Andrew Stevenson, consultant orthopedic surgeon at Musgrove Park Hospital in Somerset, told The i Paper: "One of the things several midwives said to me is that when birthing partners are in the operating room they get put in the same scrubs and there's countless times when they've been asked to do a medical task.
"Imagine there's blood everywhere and they're worried about the safety of their baby and partner and then someone asks you to take the rubbish out."
Stevenson, who is the sustainable lead at the Royal College of Surgeons, said that in the three orthopedic theatres in his hospital they use 90,000 single-use hats (which cost approximately 18p) a year.
"It's nuts," he said. "We literally wear them for a day and throw them away."
Former nurse, Danielle Checketts, has created a surprisingly simple solution: washable name and job title badges that clip onto reusable surgical hats.

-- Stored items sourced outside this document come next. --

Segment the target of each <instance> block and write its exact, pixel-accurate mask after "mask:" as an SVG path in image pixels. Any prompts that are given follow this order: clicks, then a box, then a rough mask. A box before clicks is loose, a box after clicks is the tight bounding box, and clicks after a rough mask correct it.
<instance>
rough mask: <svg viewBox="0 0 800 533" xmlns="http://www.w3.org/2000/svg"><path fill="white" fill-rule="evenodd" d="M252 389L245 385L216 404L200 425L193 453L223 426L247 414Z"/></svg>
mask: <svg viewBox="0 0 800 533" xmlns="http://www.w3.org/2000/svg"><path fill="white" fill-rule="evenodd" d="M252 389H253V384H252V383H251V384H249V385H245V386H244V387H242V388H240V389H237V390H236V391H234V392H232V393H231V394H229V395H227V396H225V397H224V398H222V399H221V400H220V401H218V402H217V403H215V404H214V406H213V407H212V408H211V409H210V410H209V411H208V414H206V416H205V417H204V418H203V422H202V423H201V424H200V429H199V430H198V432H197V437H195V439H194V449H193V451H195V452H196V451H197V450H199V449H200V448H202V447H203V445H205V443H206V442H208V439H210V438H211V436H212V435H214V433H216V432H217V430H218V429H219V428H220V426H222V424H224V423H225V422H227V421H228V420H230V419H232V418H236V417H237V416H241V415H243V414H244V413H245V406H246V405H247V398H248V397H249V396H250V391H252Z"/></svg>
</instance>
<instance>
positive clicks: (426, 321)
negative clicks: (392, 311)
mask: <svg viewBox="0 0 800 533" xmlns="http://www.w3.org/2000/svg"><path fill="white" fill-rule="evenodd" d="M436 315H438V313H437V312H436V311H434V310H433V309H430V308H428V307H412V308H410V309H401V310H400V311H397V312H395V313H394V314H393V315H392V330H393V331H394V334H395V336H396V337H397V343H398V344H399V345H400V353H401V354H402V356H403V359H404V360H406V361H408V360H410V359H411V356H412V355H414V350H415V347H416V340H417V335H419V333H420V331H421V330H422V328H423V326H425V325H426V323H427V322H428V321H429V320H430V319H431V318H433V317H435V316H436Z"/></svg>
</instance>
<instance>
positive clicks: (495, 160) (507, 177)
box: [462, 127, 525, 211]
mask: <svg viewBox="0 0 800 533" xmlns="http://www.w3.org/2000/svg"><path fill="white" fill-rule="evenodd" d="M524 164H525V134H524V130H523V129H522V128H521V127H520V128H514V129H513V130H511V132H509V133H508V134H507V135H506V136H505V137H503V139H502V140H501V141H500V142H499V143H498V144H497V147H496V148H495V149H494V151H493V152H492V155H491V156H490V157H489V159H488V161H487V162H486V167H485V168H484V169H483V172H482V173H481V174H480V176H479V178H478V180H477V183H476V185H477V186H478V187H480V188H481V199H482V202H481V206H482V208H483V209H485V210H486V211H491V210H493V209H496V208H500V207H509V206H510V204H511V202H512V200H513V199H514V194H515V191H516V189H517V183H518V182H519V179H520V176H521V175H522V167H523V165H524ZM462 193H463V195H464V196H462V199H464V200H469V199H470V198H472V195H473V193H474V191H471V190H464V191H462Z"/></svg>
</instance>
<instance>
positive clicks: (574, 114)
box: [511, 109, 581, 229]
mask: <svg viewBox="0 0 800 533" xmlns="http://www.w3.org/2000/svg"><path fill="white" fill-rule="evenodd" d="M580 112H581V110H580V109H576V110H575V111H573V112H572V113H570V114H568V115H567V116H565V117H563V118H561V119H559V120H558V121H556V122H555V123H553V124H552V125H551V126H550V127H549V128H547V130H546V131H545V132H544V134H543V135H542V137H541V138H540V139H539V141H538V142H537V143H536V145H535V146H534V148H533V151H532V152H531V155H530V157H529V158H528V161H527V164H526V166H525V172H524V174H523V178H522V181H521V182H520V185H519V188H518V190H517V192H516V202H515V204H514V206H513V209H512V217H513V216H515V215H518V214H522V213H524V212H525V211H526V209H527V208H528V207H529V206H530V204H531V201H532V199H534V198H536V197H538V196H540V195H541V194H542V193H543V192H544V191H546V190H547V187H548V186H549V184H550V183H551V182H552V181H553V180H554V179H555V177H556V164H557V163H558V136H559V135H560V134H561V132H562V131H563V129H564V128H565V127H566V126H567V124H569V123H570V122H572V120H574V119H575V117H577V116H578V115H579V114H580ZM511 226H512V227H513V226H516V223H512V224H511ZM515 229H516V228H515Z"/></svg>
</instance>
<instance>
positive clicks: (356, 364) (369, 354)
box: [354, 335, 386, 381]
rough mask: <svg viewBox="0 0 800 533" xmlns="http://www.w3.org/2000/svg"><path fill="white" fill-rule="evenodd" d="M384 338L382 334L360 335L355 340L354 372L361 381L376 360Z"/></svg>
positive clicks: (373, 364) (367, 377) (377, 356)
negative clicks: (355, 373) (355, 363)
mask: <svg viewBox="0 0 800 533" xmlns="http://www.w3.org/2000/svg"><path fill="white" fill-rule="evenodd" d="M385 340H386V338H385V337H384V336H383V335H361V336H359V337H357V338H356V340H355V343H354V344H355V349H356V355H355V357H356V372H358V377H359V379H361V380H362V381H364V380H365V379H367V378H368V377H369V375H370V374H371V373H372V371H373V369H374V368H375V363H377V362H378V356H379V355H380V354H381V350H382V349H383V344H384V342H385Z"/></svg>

Not only will it improve patient safety, but by ditching disposable headgear the low-tech invention could save the NHS an estimated £16.2m a year and reduce landfill waste it is estimated based.
It comes after Health Secretary, Wes Streeting, said this month's doctor strike would cost around £240 million.

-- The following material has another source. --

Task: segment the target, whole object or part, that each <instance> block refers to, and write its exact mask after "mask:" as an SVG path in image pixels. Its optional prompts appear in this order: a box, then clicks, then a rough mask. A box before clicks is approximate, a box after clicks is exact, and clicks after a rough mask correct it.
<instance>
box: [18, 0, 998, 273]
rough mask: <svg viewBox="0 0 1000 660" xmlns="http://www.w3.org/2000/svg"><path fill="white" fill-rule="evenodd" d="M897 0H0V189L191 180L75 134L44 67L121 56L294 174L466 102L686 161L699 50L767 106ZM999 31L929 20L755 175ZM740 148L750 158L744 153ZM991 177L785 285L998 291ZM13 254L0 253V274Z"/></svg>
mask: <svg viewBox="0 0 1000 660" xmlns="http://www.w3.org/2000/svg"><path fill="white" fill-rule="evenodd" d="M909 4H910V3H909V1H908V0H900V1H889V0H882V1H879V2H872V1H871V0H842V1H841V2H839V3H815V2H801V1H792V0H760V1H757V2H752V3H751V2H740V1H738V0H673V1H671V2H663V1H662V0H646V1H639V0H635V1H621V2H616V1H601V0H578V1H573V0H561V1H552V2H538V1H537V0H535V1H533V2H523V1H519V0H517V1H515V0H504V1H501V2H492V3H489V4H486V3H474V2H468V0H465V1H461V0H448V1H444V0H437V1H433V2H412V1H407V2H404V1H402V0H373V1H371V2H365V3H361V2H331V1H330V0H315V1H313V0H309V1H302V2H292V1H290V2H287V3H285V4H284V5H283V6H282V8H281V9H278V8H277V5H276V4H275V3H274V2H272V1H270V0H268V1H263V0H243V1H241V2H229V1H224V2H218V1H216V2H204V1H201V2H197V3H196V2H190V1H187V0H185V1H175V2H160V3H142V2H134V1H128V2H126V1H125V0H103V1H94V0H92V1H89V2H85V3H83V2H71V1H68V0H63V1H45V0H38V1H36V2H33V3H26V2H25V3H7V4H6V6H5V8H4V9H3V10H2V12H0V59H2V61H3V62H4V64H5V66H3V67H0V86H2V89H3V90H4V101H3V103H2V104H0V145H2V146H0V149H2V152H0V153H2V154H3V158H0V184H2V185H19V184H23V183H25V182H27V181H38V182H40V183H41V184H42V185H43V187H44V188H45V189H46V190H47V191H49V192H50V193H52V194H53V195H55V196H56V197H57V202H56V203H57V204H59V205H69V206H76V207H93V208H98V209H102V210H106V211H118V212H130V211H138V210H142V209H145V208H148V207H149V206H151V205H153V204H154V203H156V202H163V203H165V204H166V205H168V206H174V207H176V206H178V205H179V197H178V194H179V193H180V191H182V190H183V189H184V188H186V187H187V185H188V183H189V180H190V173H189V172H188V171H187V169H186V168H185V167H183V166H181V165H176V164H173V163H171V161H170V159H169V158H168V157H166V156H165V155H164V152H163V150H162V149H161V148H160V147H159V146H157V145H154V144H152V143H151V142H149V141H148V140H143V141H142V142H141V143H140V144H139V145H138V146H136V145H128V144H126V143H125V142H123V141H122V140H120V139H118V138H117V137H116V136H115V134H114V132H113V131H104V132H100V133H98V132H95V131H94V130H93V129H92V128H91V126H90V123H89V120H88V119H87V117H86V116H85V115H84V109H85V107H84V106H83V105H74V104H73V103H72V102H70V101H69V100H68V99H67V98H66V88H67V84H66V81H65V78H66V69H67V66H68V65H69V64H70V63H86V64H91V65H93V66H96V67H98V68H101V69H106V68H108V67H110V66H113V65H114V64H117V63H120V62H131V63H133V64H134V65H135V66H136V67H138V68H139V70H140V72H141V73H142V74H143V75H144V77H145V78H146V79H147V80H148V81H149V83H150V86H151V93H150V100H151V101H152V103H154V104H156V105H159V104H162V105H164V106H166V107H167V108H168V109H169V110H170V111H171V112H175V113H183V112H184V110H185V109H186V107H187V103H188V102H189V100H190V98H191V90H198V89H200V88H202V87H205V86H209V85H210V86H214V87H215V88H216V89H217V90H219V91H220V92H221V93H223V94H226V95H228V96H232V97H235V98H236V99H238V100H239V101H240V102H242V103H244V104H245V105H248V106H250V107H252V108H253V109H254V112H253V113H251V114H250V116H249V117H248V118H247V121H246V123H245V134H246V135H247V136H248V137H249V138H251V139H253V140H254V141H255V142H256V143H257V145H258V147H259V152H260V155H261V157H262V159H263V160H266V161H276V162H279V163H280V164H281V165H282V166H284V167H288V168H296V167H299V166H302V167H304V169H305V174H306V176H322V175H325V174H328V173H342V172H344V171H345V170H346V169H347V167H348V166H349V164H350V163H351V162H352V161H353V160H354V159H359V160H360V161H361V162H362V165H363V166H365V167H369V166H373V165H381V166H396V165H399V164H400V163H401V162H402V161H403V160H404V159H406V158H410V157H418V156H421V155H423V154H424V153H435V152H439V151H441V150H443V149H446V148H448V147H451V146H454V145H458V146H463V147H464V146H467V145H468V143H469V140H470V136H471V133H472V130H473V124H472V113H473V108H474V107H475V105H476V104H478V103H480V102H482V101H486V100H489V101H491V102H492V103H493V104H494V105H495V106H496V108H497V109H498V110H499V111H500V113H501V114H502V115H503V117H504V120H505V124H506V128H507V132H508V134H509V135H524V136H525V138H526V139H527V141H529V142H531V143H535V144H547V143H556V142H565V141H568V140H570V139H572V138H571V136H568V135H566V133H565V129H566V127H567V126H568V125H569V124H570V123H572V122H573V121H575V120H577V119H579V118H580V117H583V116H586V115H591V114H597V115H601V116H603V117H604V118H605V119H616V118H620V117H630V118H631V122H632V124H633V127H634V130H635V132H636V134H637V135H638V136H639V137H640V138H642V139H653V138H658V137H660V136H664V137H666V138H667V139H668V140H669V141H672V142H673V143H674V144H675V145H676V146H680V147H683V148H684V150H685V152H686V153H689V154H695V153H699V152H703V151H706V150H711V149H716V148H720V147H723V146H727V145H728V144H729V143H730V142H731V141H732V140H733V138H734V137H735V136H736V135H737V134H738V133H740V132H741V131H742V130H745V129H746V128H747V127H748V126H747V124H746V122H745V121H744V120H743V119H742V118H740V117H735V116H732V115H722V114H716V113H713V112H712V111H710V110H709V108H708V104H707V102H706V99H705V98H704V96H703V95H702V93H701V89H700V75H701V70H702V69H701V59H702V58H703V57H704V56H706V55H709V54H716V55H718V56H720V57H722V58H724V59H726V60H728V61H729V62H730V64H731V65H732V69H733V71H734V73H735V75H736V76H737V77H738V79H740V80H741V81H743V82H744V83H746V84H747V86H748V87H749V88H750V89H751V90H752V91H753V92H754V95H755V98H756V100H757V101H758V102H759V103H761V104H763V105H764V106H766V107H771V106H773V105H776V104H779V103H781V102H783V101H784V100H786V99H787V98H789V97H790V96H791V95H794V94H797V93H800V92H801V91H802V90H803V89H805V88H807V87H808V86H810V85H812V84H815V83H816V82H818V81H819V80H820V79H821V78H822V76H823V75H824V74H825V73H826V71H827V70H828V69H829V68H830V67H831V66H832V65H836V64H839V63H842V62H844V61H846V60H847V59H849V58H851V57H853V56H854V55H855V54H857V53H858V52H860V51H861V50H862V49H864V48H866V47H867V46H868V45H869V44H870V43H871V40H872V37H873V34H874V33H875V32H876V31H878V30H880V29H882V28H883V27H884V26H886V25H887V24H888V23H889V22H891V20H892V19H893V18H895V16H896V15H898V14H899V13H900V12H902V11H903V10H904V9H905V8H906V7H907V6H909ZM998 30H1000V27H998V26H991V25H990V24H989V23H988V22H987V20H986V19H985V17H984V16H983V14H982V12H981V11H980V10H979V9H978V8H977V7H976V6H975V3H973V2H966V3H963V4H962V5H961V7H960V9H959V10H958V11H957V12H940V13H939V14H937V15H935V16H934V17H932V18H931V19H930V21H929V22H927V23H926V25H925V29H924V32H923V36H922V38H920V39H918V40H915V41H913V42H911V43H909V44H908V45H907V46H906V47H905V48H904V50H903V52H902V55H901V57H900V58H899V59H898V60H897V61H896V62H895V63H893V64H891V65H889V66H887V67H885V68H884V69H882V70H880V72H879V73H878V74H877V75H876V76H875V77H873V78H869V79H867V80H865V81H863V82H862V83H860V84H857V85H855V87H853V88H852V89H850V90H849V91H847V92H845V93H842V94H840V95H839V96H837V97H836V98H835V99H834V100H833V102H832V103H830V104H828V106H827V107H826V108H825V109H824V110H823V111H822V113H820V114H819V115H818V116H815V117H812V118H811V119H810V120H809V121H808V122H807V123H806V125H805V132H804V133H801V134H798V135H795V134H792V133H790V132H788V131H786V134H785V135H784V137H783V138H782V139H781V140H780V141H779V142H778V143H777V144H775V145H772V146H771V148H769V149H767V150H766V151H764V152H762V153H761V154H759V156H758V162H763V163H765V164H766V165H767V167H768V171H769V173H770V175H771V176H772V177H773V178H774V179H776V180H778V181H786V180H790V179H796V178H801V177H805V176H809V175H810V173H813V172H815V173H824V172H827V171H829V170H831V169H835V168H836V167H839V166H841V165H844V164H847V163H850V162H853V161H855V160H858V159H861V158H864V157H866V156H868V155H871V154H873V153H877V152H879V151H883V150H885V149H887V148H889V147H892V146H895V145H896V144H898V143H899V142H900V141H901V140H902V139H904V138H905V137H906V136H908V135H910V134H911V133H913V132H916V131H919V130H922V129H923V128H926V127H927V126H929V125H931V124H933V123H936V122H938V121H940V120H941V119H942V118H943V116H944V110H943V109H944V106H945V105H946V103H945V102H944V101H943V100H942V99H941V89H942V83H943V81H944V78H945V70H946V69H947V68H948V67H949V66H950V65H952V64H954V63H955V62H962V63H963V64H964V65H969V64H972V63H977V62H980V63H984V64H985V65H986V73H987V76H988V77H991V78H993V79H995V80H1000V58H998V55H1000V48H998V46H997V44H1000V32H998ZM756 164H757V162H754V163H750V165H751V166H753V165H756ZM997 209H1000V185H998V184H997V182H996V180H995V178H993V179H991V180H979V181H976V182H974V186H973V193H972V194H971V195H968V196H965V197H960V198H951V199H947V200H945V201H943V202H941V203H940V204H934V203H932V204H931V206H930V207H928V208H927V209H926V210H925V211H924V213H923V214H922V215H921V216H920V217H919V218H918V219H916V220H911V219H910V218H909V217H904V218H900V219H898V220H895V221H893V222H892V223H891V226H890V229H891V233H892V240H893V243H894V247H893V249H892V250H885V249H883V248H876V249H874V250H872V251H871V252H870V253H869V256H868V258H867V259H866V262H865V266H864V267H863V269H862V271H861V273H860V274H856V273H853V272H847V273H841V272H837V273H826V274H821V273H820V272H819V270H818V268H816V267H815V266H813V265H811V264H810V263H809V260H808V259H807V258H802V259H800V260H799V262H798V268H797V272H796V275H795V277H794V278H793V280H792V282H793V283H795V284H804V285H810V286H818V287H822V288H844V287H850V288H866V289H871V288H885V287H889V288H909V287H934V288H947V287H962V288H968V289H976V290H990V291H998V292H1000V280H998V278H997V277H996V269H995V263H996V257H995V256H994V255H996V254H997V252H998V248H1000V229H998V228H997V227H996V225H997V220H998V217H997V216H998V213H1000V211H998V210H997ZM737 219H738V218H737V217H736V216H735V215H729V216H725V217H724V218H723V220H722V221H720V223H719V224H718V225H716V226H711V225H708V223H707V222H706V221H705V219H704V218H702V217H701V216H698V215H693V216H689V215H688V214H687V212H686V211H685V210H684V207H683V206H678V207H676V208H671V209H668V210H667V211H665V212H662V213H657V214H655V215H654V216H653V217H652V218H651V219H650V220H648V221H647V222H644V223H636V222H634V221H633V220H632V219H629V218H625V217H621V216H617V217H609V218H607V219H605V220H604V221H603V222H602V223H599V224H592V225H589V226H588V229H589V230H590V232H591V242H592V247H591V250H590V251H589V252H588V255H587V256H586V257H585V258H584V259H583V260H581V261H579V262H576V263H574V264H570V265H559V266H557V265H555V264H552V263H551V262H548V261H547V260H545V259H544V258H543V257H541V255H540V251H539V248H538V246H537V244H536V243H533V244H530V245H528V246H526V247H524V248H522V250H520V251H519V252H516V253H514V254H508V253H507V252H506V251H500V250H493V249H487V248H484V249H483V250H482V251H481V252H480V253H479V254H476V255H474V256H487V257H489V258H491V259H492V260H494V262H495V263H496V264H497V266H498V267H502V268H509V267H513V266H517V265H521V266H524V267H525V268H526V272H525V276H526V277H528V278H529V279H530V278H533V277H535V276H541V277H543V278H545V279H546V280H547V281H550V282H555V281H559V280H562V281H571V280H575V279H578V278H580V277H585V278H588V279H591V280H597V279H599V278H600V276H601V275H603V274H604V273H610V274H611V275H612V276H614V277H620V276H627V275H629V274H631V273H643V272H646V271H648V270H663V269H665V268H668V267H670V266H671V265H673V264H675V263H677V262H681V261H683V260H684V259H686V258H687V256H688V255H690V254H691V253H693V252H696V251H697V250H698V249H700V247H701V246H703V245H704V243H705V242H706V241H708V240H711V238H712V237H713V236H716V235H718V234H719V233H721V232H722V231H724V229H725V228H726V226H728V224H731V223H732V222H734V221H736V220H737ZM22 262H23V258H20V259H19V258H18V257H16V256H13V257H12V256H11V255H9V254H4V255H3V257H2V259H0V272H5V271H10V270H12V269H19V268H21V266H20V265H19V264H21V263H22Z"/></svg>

As well as the strike, Streeting has also warned the NHS faces a "tough and long" winter.
Checketts came up with the idea of Eco Ninjas' theatre badge hats after training. She told The i Paper: "As a student nurse on my first day, people asked 'can you get this? Can you do this?'
"People just assumed I was full-time staff and not there to learn. It was very daunting."
There's one story that stays with her. A neonatal ward manager was in theatre when a baby's heart stopped.
She said: "They were resuscitating the baby and the person in front of her put his thumbs up to say, 'is the baby going to make it?' She put her thumbs down to say 'no' thinking it was a member of staff. But it was the dad. She was horrified when she learned about it."
Being easily identifiable also helps flatten hierarchies in theatres. Students on rotation or newer members of staff who don't know other clinicians by name may not feel as able to speak up if they notice something is wrong.
Stevenson said: "Suddenly it means you're all the same, you're all people in the room wearing the names."
Knowing who is treating you also reassures patients who are in a vulnerable position and it's useful after the operation to know who cared for you.
When Checketts had a C-section, her surgeon and anesthetist introduced themselves before the operation when they were in their own clothes.
She said: "But when we were in the room I was like well who are they? The anxiety when you're so vulnerable and scared and everybody is just nameless and in scrubs."
Since Covid, clinicians would sometimes scribble their name on a cap before a shift starts but Stevenson said this was "very ad hoc".
He said: "It's nuts when you think of all the other high pressure environments, pilots have their names on their jackets, police the same, fire service the same.
Checketts wants to get the eco caps rolled out across the NHS to shift away from "throwaway culture". Two other Trusts are interested in the product.
"We have a mountain to climb persuading individual NHS trusts, each a large bureaucratic organisation with complex procurement processes, to embrace this change," she said.